RFC0010

Amends and extends:

RFC0001: Provide a mechanism by which tools can interact with a local PMIx server that has opted to accept such connections

  • Adds support for tool connections to system-level PMIx servers * Removes blocking form of PMIx_Query client API * Modifies server-to-RM interface
  • Redefines rank value from int to uint32
  • Defines and enforces rank and status data types distinct from standard int
  • Adds new user-facing structures
  • Modifies the pmix_info_t user-facing structure to differentiate required vs optional directives
  • Adds new PMIx_Log_nb API

Title

Extension of Tool Interaction Support

Abstract

An increasingly diverse collection of tools have expressed interest in connecting to PMIx servers to obtain information on application processes (placement, status, identification) and queue status, as well as debugger support.
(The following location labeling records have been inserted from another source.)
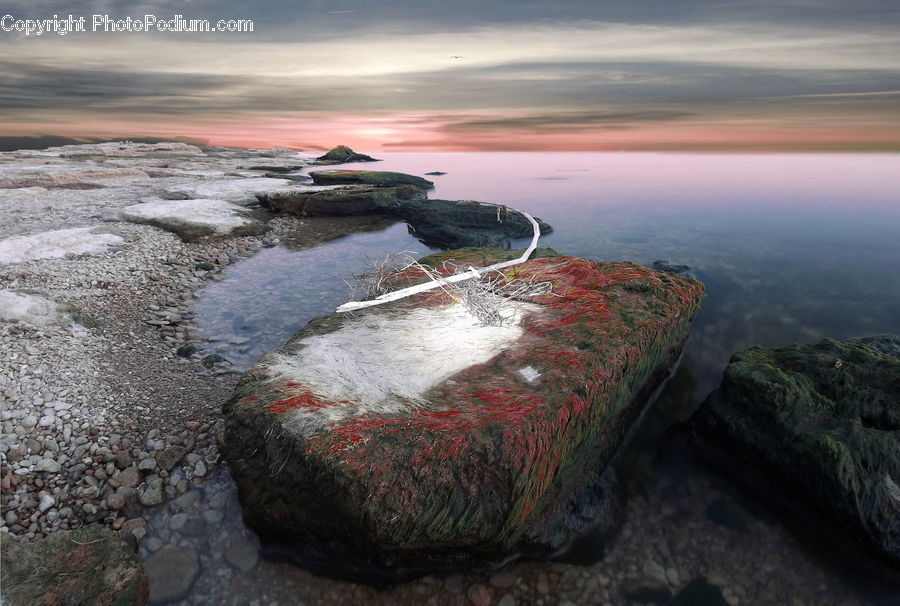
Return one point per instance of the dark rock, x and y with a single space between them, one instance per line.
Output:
818 426
172 572
241 553
90 565
350 200
186 351
464 223
153 494
673 268
699 593
378 178
343 155
726 513
506 450
647 590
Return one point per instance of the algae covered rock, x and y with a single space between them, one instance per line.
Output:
464 223
822 421
342 155
90 565
379 178
407 437
329 201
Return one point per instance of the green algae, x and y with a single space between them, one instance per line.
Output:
825 419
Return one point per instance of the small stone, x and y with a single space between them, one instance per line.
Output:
115 502
153 494
168 458
200 469
48 465
148 464
46 503
172 572
129 477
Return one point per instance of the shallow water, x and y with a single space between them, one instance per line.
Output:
791 248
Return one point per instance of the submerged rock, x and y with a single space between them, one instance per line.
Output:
195 220
328 201
90 565
342 155
408 437
821 421
378 178
464 223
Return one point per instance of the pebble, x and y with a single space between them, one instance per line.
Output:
46 503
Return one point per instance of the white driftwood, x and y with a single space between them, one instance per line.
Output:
467 275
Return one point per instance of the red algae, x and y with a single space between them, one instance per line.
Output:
475 463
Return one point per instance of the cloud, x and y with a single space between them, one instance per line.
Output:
567 121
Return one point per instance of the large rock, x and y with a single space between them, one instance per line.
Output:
408 437
195 220
90 565
820 426
464 223
339 200
379 178
342 155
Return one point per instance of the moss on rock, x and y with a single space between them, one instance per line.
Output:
487 464
378 178
822 419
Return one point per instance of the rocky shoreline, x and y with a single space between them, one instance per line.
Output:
102 413
129 421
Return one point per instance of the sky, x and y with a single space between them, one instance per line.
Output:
466 75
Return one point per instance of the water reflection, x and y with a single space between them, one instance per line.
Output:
790 248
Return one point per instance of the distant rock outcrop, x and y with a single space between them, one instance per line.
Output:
338 200
407 437
379 178
343 155
464 223
819 426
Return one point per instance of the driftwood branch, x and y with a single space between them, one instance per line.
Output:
443 281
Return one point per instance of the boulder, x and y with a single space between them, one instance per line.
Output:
379 178
339 200
195 220
464 223
90 565
407 437
342 155
817 426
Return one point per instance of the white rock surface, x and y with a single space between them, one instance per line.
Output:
33 309
406 354
239 191
55 244
213 217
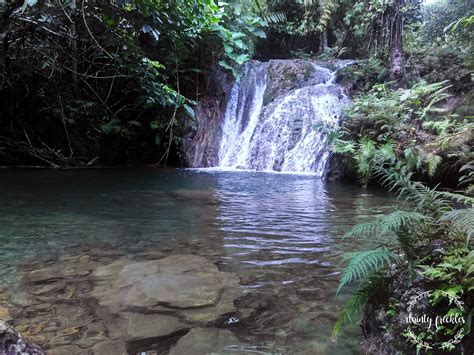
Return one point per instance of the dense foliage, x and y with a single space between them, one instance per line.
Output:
109 81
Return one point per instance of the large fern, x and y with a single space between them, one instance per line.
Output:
460 221
392 222
360 264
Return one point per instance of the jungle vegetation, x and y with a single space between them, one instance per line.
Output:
86 83
115 82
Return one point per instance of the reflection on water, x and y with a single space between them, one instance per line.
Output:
281 234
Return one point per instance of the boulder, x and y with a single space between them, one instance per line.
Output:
176 282
209 341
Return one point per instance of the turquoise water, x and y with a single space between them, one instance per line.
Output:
282 234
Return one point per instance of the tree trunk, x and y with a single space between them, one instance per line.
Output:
397 61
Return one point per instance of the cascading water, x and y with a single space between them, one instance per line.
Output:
278 117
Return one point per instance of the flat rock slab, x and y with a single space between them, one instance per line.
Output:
137 326
178 281
209 341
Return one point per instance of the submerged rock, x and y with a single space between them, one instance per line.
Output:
11 342
137 326
178 281
209 341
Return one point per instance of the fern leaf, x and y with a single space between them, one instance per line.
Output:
391 222
458 198
361 264
461 220
433 162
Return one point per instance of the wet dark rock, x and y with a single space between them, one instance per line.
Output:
115 347
207 341
137 326
178 281
12 342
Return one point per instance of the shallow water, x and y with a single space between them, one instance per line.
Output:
281 234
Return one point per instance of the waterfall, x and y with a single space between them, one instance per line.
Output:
278 117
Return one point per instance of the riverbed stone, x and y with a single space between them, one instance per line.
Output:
208 341
177 282
5 314
137 326
109 347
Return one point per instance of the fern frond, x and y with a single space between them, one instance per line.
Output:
361 264
343 147
391 222
469 201
432 163
461 221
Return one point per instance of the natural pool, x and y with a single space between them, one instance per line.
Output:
276 239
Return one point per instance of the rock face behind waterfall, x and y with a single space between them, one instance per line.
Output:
276 118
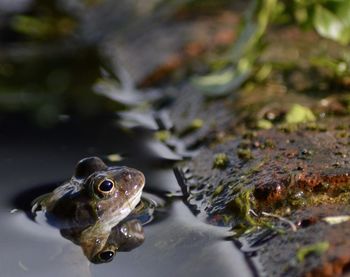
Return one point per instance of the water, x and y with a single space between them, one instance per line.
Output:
33 160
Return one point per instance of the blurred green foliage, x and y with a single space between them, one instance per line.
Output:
329 18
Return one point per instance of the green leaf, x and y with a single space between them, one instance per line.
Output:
299 114
335 26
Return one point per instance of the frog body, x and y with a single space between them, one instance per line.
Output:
90 208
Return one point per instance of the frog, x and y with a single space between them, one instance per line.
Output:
90 208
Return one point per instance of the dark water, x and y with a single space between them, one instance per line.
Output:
33 160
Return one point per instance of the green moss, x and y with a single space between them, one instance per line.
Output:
299 114
241 206
220 161
313 126
288 127
244 154
218 190
264 124
317 249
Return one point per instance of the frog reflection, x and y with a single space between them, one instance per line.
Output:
90 208
101 248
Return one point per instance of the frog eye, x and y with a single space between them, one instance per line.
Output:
106 256
104 188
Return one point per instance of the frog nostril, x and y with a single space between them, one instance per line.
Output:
106 186
106 256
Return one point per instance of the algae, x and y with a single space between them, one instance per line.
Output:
299 114
221 161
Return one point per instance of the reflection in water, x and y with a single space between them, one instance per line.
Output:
92 209
102 247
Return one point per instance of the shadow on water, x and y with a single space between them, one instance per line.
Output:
175 242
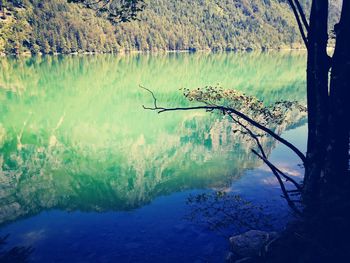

This RFC contains a significant update of the prior tool support described in RFC0001 that impacts all three levels of interfaces (client, server, and host resource manager).

Labels

[EXTENSION][CLIENT-API][SERVER-API][RM-INTERFACE]

Action

[APPROVED]

Copyright (c) 2016 Intel, Inc. All rights reserved.

This document is subject to all provisions relating to code contributions to the PMIx community as defined in the community’s LICENSE file. Code Components extracted from this document must include the License text as described in that file.

Description

An increasingly diverse collection of tools have expressed interest in connecting to PMIx servers to obtain information on application processes (placement, status, identification) and queue status, as well as debugger support. Supporting this range of activity requires the following changes to the PMIx library:

  • Add support for tool connections to a specified system-level PMIx server. Although not required, environments can choose to launch a set of PMIx servers to support a given allocation – these servers will (if so instructed) provide a tool rendezvous point that is tagged with their pid and typically placed in an allocation-specific temporary directory to allow for possible multi-tenancy scenarios. However, login and other support nodes may not be utilized in allocations, and thus would not host a PMIx server – yet a PMIx-based tool operating on such nodes could be used to query system status, request job launch, and other system functions.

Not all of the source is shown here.